“For me, it is becoming increasingly clear that the price of unregulated globalisation, mass immigration and the free movement of labour is paid for by the lower classes,” she wrote in a recent biography.
Denmark’s current right-wing coalition government last year enacted the most anti-immigration legislation in Danish history and, rather than position her party in stark opposition, Frederikson has embraced much of it.
Under her leadership, the SD have called for a cap on “non-western immigrants”, for asylum seekers to be expelled to a reception centre in North Africa, and for all immigrants to be forced to work 37 hours a week in exchange for benefits.
She has reached out to the populist Danish People’s party (DPP), doing a series of joint interviews with its leader, Kristian Thulesen Dahl, and discussing cooperating with them in government.
But it is the government policies her party has supported which have been most alarming for her allies in the left-of-centre red bloc. These include a law allowing jewellery to be stripped from refugees, a burqa and niqab ban, mandatory handshakes irrespective of religious sentiment at citizenship ceremonies, and a plan to house criminal asylum seekers on an island used for researching contagious animal diseases.
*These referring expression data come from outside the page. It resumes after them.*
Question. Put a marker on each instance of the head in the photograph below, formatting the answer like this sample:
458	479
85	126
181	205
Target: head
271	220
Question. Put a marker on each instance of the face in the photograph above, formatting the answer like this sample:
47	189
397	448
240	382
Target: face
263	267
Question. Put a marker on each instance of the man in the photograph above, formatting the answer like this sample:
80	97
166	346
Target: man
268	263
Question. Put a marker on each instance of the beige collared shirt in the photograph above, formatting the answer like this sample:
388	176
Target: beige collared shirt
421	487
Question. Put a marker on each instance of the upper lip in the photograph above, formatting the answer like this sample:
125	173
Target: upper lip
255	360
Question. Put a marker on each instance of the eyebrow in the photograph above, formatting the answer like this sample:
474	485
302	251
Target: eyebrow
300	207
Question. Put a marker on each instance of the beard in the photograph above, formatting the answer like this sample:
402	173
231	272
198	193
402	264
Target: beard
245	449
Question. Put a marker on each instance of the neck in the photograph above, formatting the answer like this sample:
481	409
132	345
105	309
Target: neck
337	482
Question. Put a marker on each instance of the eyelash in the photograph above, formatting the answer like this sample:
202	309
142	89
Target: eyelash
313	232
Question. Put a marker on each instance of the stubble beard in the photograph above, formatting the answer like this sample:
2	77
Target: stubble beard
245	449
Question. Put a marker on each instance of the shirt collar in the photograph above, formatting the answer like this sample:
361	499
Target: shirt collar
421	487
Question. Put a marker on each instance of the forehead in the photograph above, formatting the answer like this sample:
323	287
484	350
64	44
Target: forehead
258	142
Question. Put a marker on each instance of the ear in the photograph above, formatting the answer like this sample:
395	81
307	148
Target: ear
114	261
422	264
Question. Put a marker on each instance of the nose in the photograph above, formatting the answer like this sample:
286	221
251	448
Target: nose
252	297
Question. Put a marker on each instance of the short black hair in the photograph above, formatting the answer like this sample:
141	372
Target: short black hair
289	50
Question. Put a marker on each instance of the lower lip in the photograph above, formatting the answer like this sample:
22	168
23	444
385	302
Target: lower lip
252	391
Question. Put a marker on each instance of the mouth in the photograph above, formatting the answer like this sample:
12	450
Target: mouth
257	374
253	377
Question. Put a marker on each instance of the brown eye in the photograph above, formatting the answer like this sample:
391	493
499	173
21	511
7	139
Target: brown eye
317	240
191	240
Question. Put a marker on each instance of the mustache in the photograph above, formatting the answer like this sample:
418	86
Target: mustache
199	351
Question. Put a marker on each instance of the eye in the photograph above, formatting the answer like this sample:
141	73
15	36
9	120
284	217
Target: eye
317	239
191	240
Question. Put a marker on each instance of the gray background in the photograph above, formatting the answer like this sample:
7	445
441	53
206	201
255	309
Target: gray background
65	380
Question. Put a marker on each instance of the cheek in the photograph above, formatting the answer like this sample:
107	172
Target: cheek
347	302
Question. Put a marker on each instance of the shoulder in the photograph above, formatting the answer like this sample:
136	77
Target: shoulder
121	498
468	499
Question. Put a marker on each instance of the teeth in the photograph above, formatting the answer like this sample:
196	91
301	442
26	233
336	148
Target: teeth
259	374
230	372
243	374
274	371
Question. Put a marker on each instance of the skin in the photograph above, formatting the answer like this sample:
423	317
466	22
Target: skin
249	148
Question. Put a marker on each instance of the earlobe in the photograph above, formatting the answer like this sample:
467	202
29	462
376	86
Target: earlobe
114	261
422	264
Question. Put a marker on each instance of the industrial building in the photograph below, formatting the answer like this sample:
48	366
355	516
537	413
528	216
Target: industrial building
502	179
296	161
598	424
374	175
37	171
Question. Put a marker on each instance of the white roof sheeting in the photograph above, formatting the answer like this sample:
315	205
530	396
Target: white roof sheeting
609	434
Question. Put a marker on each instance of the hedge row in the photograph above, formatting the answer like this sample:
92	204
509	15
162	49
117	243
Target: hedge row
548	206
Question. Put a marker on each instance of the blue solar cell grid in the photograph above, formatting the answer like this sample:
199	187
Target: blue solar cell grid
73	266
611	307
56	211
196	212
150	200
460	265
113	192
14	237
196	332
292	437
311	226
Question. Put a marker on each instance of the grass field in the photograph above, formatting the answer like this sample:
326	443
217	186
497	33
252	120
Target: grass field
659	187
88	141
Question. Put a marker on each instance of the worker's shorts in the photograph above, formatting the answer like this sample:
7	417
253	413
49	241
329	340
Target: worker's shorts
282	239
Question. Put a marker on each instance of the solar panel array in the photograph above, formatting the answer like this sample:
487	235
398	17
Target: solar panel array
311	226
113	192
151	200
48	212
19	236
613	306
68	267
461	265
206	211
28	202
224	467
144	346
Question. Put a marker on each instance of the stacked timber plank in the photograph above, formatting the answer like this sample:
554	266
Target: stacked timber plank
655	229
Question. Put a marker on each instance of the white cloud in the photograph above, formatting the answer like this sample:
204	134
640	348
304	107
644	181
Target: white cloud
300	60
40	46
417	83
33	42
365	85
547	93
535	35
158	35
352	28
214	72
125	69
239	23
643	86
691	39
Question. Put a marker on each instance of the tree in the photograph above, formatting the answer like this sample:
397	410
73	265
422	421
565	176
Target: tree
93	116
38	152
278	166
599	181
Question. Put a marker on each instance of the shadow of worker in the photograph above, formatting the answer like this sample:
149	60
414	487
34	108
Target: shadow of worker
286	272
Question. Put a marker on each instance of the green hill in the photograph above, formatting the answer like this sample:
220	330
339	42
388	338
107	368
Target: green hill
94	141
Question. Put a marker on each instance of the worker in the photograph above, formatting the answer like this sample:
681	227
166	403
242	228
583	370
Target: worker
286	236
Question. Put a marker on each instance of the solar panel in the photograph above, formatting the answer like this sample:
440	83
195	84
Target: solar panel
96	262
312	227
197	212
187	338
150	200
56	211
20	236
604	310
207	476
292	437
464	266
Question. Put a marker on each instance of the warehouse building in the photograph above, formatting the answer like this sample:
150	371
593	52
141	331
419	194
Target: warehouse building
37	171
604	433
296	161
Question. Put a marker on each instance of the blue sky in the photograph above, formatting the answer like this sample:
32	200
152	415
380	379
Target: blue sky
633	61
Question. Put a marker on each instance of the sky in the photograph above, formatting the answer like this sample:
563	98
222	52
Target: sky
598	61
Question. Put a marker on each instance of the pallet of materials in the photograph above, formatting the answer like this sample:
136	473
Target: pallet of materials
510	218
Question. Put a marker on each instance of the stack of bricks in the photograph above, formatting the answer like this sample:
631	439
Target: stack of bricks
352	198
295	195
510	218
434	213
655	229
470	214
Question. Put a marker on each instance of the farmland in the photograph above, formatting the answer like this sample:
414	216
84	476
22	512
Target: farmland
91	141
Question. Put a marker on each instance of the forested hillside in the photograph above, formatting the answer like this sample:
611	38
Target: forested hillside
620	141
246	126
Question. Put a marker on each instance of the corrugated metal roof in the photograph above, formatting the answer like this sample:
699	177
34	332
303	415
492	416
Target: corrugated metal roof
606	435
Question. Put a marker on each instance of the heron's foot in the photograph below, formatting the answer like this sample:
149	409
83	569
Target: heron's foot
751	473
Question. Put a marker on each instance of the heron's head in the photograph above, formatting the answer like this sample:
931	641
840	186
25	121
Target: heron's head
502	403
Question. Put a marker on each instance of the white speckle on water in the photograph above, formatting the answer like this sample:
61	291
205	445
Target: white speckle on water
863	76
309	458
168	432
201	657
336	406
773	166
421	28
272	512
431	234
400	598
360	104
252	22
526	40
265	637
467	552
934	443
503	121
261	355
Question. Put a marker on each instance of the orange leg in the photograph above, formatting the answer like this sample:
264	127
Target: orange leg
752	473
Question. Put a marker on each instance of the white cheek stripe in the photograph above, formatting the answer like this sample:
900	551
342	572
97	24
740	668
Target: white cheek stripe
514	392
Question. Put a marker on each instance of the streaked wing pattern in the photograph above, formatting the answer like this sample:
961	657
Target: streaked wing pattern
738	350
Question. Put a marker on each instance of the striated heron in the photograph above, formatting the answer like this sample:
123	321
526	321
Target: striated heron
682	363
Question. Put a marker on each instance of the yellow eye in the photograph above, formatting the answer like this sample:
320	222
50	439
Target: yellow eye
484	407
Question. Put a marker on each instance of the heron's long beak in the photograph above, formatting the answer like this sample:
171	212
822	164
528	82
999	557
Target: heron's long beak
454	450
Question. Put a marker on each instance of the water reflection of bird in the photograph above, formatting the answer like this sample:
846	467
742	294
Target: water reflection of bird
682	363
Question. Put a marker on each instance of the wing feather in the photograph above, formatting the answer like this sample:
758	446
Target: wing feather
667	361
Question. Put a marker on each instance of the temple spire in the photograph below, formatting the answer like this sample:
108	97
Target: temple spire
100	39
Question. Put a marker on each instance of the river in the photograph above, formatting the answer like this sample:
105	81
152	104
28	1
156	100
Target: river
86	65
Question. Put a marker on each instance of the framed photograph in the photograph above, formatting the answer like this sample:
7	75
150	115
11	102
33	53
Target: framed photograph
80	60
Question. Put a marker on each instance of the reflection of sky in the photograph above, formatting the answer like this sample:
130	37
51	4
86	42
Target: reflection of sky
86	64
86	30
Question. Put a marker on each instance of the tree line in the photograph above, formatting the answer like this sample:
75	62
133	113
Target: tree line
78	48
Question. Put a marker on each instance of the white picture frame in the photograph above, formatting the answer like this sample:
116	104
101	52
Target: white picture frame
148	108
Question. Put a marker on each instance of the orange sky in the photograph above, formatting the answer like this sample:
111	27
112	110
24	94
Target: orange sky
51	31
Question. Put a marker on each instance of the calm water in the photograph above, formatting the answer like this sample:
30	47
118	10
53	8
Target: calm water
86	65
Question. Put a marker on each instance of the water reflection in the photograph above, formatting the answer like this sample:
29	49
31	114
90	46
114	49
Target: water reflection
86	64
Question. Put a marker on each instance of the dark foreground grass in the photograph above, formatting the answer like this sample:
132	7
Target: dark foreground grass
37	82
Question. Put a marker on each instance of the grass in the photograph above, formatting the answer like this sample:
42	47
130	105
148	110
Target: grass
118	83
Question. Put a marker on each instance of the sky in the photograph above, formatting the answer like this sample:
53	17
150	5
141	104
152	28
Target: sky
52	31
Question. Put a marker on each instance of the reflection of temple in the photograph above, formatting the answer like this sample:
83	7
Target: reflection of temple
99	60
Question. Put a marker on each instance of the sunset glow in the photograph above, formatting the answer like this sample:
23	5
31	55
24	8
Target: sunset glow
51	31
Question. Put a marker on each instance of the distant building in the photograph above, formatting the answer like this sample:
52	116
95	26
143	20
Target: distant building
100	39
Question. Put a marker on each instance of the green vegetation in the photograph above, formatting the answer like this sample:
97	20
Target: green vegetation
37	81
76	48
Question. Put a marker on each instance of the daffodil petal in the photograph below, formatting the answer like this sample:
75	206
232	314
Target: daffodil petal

In February, she backed what the DPP has branded a “paradigm shift” – a push to make repatriation, rather than integration, the goal of asylum policy.
Frederiksen has dealt harshly with any internal dissent. When her party colleague Mette Gjerskov, a former minister, vociferously opposed the burqa ban, her local party backed a rival candidate (whom she fended off) for her seat, and she was then fired as the party’s international development spokesman.
“I was aware that shifting the position in the party would take a lot, but I knew that I had to win that fight,” Frederiksen wrote in her biography. “Normally, I would seek to compromise, but not on immigration policy.”